Olson sees end-of-life consumerism evolving in other ways, too. “Millennials want their uniqueness or their quirkiness to come out in their final act,” he says. While much has been made about millennials and an assumed preference for “Instagram-worthy funerals,” Olson thinks this emphasis on individualism may reflect more profound social and personal angst: “It’s a way of exercising control over death,” he says. “It’s a way of coming to grips with your own mortality — to think about it and plan for it and try to make it your own.” 

Marisha Mukerjee began planning her death in 2015. 
Every month, the 35-year-old TV writer and producer meet with other women in the entertainment industry to talk about the ups and downs of creative projects. At one gathering a few years back, Amy Pickard, founder of the advance planning company Good To Go!, spoke to the group about death preparation.
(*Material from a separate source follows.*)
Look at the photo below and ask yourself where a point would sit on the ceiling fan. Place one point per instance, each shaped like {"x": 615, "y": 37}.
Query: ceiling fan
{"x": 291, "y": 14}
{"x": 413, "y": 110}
Pickard, who lost her mother, father, and grandmother in three successive years, developed a 50-page “departure file,” which, for $60, “covers everything a will doesn’t cover,” from social media passwords to how you hope to be remembered.
Inspired by Pickard’s talk, Mukerjee began filling out the booklet. She organized her passwords, made plans for her pet, and decided who would get what jewelry. “I literally update it monthly with a pencil if something needs to be put on there,” Mukerjee tells me. She also planned her funeral, which ended up being one of the trickier parts of the process.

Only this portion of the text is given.